Tale conclusione comporta, nelle sue ulteriori conseguenze, un effetto satisfattorio a favore della P. assorbente
(anche in considerazione della risarcibilità del danno non patrimoniale) di quello che risulterebbe correlato al
riconoscimento di una eventuale concorrente responsabilità da inadempimento contrattuale.
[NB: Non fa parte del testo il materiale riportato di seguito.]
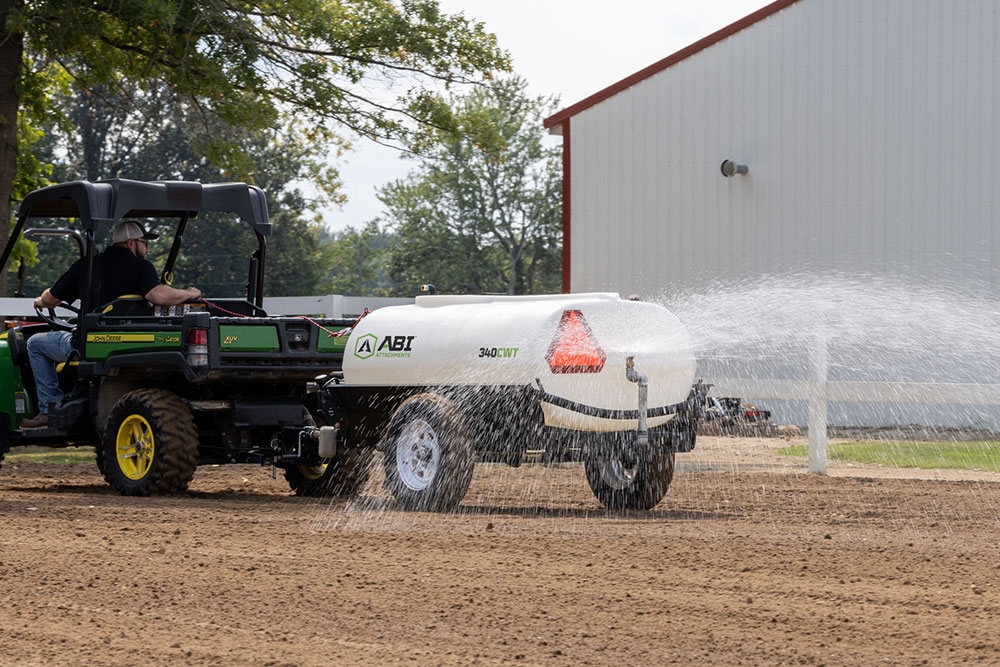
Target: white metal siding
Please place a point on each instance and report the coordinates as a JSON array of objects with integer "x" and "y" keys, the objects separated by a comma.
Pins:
[{"x": 869, "y": 127}]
Resta quindi privo
di rilevanza il problema dell'affermazione della responsabilità della ricorrente Amministrazione anche ai sensi
dell'art. 1681 c.c. che ha formato oggetto della prima parte della motivazione della impugnata sentenza e che
forma oggetto del primo motivo dell'attuale ricorso, con specifico riferimento alla questione relativa alla
prescrizione dell'azione contrattuale.
Si fa luogo pertanto al rigetto del ricorso, al quale consegue la condanna della parte ricorrente e soccombente al
rimborso, in favore della intimata resistente, delle spese del presente giudizio, nella misura indicata nel
dispositivo.
P.Q.M.
la Corte rigetta il ricorso; e condanna la parte ricorrente al rimborso in favore di P.P. delle spese del presente
giudizio liquidate in lire 300.000 oltre lire 3.000.000 per onorari.